チョコレートを膨らます製造工程でふぞろい品が発生してしまうのだが、これまでは社内の良品基準に当てはまらないと販売することはできなかった。
しかし、ふぞろい品を無駄にすることなくフードロス解決の一助につなげたいとの思いから、「ジャイアントカプリコ〈いちご〉ふぞろい品」(10本入り)として、ぐりこ・や店舗7店、新大阪駅ぐりこ・やコーナーで発売することとなった。値段は735円前後(税込)で、さらに通販チャンネルでの販売も予定しているという。
“形がふぞろい”であるだけで、もちろんおいしさは変わらないという、ちょっとお得な商品ということだ。
コーンは破棄、チョコは再利用していた
スーパーなどで割れた煎餅が安く販売されたりすることはよく見かけるが、なぜ江崎グリコでは社内基準に当てはまらなかったジャイアントカプリコをこれまでは販売していなかったのだろうか? また、ふぞろい品と通常商品はどう違いがあるのだろうか?
担当者に話を聞いた。
ーーなぜジャイアントカプリコの「ふぞろい品」を販売しようと考えた?
フードロス対策の一つとして、今回のふぞろい品発売に至りました。お客様に少しでもお得にジャイアントカプリコを楽しんで頂ければと考えております。
ーーこれまではどうしていた?
コーンの部分については廃棄しておりましたが、チョコレートの部分については、還元という形で再利用しておりました。
ーー「ふぞろい品」とはどういう状態なの?
コーンの欠けやチョコ部分のサイド空洞などがあるため、社内の良品基準に当てはまらず、今までお客様へ販売することができなかった形がふぞろいの商品を「ふぞろい品」として販売しています。
ーー通常商品と違う点を教えて
「ふぞろい品」は通常品と異なり、ふぞろい品を使用しています。また、その分、お値段もお求め安くなっています。
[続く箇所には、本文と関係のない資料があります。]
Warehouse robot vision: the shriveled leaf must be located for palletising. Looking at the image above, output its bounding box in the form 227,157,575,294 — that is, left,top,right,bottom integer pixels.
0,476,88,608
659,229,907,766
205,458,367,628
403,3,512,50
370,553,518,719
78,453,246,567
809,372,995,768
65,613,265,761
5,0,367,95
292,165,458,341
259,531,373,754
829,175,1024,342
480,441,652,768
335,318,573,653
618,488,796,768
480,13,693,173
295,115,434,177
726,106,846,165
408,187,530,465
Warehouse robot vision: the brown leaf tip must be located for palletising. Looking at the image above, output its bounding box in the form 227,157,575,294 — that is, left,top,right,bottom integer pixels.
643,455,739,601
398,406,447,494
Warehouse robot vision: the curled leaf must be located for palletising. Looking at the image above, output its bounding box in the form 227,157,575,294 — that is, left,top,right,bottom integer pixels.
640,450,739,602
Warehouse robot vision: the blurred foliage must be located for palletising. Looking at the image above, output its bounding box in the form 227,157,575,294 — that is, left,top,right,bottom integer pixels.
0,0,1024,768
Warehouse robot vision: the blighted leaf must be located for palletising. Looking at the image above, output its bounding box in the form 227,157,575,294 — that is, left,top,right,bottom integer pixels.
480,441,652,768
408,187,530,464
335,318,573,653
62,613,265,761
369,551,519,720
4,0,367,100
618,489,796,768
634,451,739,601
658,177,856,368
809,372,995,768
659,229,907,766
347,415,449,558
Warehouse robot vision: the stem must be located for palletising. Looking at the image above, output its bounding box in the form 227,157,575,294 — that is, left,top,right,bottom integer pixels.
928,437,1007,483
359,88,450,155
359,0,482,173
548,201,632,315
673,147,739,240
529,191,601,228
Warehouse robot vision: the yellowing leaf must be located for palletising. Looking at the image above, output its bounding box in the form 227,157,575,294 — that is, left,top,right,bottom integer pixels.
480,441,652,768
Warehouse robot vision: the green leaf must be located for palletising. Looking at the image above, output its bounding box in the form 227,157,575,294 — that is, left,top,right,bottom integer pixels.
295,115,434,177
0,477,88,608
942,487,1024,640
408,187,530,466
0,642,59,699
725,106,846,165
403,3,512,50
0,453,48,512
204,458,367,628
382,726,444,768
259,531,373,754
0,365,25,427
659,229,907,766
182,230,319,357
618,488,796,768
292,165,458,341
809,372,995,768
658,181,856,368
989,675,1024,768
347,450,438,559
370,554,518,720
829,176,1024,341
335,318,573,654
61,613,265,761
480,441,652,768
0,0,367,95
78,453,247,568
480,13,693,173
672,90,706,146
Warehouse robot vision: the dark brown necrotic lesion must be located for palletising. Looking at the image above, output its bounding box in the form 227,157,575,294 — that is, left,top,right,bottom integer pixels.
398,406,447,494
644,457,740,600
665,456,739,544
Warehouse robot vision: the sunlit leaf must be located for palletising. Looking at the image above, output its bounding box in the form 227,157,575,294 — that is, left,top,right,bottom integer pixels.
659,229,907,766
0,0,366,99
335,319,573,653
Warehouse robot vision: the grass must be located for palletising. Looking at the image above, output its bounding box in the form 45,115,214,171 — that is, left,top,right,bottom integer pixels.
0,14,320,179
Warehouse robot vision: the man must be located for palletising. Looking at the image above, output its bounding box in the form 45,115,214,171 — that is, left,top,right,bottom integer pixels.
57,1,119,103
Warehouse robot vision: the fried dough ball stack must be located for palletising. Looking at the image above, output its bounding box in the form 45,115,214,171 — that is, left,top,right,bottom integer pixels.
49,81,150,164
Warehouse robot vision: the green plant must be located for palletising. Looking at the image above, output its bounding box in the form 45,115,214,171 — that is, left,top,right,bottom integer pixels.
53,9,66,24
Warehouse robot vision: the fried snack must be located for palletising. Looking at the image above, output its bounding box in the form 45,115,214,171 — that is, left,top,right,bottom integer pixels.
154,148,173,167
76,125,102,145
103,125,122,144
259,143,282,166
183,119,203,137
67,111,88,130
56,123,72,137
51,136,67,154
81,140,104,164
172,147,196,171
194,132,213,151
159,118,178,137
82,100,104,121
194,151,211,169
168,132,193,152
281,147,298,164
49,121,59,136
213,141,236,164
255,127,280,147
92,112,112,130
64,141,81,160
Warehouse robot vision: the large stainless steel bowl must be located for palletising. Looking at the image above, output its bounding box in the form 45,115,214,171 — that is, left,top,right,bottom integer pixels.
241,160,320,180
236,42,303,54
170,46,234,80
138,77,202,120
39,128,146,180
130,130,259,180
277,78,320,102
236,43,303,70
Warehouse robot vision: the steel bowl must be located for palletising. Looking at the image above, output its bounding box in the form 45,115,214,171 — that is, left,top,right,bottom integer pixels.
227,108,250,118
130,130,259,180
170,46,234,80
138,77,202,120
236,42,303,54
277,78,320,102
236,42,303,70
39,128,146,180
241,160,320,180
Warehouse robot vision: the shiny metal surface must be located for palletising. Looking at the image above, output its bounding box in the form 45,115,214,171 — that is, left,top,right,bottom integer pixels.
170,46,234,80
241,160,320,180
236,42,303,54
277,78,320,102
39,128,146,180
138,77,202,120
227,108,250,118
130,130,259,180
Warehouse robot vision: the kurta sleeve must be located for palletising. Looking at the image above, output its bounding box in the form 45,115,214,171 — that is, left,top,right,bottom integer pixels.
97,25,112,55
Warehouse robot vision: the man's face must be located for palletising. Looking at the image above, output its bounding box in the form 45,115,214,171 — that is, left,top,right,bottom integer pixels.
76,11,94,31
ふぞろいなカプリコをそれぞれの個性としてイメージしてもらうオリジナルのパッケージデザインも、通常のジャイアントカプリコとは異なる点です。
ーーこれまで販売していなかったのはどうして?
社内良品基準の設定上、販売には至っておりませんでした。お客様にふぞろい品として納得頂ける基準を社内で再検討し、新たな良品基準を設定したことで販売が可能になりました。
親子で地球環境について話すきっかけに
ーー発売決定まで苦労した点は?
良品基準の再規定です。社内関係部門、生産工場との確認を重ね、お客様にふぞろい品としても納得頂ける新たな基準作りに多くの時間を要しました。
ーーこだわった部分はある?
パッケージデザインです。外箱パッケージ側面へフードロスについての説明を記載するなど、カプリコふぞろい品を通して親子で地球環境について話すきっかけになればと考え、パッケージを作成致しております。
ーー「ふぞろい品」を販売するメリットを教えて
食品ロス問題に貢献できるほか、お客様にとってもすこしお得なお値段で美味しさはそのままの「ジャイアントカプリコ」をお楽しみいただけます。
なお同社によると、Glicoグループでは、2021年3月にGlicoグループ環境ビジョン2050を策定し、環境課題への解決に向け積極に取り組んでいる。カプリコブランドとしては、2020年12月に大阪府和泉市のいちご農園と連携し、いちご狩りが中止になったことで余剰となったいちごを使用した「カプリコミニ大袋<いちご狩り>」を発売した。
美味しさは変わらず、フードロスの削減にも貢献できる「ジャイアントカプリコ〈いちご〉ふぞろい品」。どのような“ふぞろい”なのかを確かめながら味わうのも、楽しそうだ。